I was previously using the well-known comments system Disqus to let readers of my blog comment on the articles. To be honest, it works well, has a lot of features (moderation, monitoring...), and is used on many blogs. However, I have always found it a bit complex for my needs and was annoyed to "force" my readers to create a Disqus account to write comments. So when I read articles of people complaining about Disqus ads, tracking and performance issues I knew it was time to find an alternative.

And there are many alternatives to Disqus! But one I found very interesting was utterances, a GitHub application that relies on GitHub issues to store blog comments. As the creator of this library explains here, utterances served as a POC for the GitHub-based feedback system in Microsoft Docs. I thought using GitHub issues for the comments of my blog was awesome because:

  • my readers will not have to create an account to write comments, my readers are developers so they probably already have a GitHub account
  • with comments stored as GitHub issues on my GitHub repository, I have everything at the same place (code, pipelines, and comments)

But you know what? I finally did not choose utterances as the comments system for my blog 😀. Instead, I chose to use giscus which is similar to utterances (in fact it is heavily based on it) but stores comments in GitHub Discussions.

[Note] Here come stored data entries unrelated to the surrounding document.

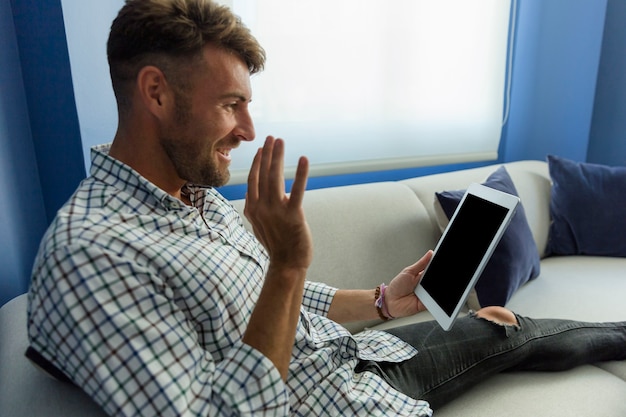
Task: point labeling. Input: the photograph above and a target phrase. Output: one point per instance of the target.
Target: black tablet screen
(462, 250)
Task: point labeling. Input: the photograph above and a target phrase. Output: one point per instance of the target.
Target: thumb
(421, 264)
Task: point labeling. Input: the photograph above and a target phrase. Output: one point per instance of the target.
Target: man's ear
(154, 90)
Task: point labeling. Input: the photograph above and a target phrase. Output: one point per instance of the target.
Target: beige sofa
(363, 235)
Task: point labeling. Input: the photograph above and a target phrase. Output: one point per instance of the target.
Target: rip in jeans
(508, 328)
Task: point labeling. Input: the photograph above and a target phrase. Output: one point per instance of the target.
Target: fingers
(252, 193)
(299, 184)
(266, 178)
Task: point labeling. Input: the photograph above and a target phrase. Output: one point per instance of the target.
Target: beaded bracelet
(379, 303)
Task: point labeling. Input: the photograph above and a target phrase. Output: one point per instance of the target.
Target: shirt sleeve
(114, 329)
(317, 297)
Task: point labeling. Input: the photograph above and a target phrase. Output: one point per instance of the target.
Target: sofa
(364, 235)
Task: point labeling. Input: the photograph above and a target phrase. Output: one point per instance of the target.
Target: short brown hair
(164, 32)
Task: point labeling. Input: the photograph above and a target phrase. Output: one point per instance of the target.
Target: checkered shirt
(142, 301)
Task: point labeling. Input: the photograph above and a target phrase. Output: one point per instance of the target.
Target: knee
(499, 315)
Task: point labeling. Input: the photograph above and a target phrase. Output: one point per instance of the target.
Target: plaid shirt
(142, 302)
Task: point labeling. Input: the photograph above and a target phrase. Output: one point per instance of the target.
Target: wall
(607, 142)
(22, 212)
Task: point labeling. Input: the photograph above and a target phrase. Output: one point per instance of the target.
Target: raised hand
(278, 220)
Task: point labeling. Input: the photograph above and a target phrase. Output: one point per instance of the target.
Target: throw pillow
(588, 209)
(515, 260)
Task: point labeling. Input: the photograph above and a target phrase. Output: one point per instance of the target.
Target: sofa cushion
(516, 258)
(588, 208)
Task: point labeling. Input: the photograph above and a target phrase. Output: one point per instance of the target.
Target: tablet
(463, 250)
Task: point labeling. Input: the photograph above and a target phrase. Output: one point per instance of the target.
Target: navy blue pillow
(588, 209)
(515, 260)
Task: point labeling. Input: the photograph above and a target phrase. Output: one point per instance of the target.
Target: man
(149, 294)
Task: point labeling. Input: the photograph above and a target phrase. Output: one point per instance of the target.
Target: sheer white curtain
(362, 85)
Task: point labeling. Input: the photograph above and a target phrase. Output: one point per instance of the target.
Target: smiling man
(150, 295)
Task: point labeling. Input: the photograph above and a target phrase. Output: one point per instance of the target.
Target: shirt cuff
(251, 384)
(318, 297)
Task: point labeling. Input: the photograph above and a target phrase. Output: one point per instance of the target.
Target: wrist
(379, 303)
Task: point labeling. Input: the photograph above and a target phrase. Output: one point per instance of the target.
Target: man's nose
(245, 126)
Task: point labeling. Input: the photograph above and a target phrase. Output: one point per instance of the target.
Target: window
(363, 85)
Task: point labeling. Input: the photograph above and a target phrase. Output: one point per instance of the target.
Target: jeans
(449, 363)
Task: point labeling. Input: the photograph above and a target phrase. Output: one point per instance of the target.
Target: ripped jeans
(449, 363)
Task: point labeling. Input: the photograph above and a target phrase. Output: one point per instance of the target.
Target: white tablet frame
(505, 200)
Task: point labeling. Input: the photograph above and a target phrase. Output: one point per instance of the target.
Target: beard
(192, 161)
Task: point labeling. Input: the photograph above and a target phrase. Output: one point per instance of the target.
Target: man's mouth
(225, 153)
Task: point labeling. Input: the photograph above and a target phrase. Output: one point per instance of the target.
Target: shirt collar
(121, 176)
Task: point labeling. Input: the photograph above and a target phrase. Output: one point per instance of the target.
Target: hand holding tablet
(463, 250)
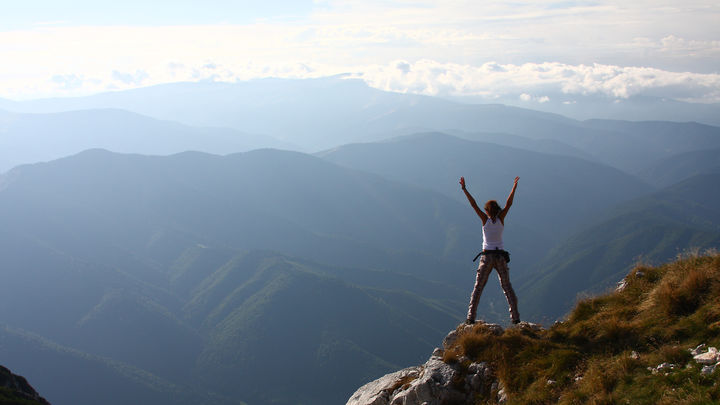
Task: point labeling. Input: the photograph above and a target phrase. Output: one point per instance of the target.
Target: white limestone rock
(378, 392)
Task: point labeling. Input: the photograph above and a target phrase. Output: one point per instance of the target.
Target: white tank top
(492, 234)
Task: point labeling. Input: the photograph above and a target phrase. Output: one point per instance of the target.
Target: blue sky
(534, 50)
(31, 13)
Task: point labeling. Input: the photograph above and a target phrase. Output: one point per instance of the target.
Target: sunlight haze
(531, 51)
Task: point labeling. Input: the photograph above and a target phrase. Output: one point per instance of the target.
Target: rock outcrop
(435, 382)
(16, 390)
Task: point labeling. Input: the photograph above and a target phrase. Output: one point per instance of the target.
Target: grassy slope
(661, 313)
(654, 228)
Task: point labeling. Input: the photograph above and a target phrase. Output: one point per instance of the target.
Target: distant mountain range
(651, 229)
(141, 260)
(30, 138)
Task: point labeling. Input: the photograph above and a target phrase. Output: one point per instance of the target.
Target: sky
(534, 50)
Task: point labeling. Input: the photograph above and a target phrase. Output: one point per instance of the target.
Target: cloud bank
(531, 50)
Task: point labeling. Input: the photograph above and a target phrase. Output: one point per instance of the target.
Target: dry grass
(662, 311)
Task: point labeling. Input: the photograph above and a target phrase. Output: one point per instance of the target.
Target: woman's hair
(492, 208)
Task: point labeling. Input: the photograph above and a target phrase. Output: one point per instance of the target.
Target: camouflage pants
(487, 263)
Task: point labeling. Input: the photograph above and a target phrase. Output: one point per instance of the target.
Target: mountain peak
(656, 334)
(15, 389)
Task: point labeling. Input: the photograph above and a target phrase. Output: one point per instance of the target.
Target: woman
(493, 254)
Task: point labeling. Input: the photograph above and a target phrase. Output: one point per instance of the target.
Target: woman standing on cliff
(493, 254)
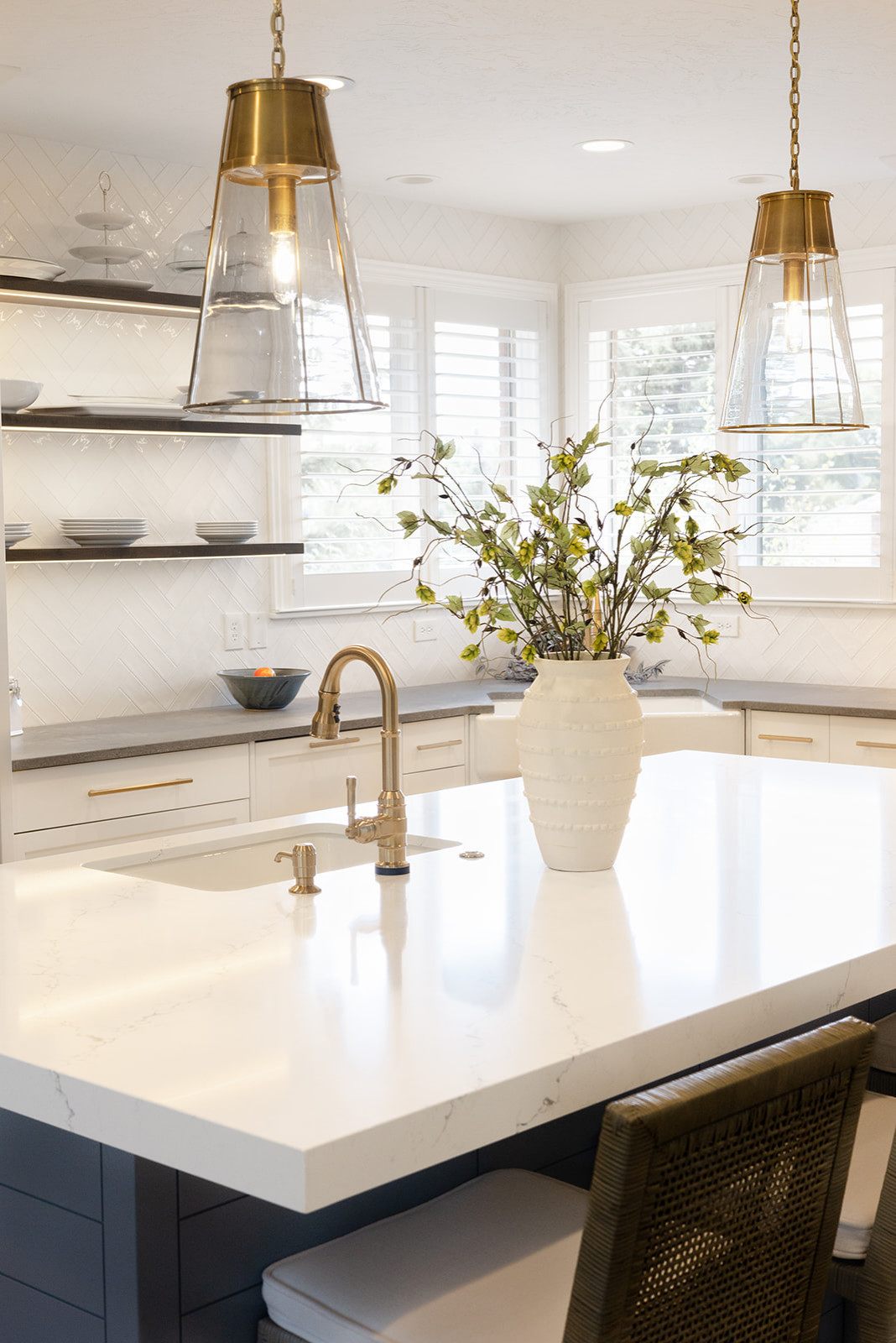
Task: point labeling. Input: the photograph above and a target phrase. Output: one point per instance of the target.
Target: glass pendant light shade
(282, 328)
(792, 367)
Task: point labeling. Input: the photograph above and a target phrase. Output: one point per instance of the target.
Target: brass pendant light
(792, 367)
(282, 328)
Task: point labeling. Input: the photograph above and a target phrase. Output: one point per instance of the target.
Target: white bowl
(15, 394)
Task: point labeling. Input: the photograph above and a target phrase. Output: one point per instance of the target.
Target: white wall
(102, 640)
(89, 641)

GitHub Discussions did not exist when utterances was created but I think discussions are a much more appropriate place than GitHub issues to store comments, that's why I chose it. Apart from that, advantages are the same as utterances.

If you don't have a comments system on your blog yet or that your current one does not satisfy you, you should check giscus, I am very happy with it.

🗨 If you are currently using Disqus and want to migrate to giscus (while preserving your existing comments), the easiest way I found was to export the Disqus comments in a file, use this tool on GitHub to convert them into issues, and manually convert existing issues to discussions on each issue page. You can read this blog post that partially explains how to do that.

Managing my blog as a project

My blog is not very hard to manage but there are always things to do or think about: improvements to do, articles to write, ideas to find. Instead of writing that down on my ToDo app or my OneNote as I used to do, I decided to use the GitHub Issues beta that allows you to create a "project" with a backlog, boards, and issues that can be categorized with custom fields.

Summary

In this article, I talked to you about what changed on my blog, and what my new stack is:

I like this new stack where most things are centralized in one place: GitHub. I own the content of this blog, but I love that code to generate this blog is open source. There is still plenty of room for improvement on my blog, but I am confident Statiq will help me to continue customizing my blog easily. I hope you liked this article, do not hesitate to comment (you now know how comments work behind the scenes 😀).

🗨 If you are reading this article from hashnode or dev.to and not directly on my blog, these changes do not apply to you. But do not worry, I will continue to cross-post my articles on these platforms too which have great communities.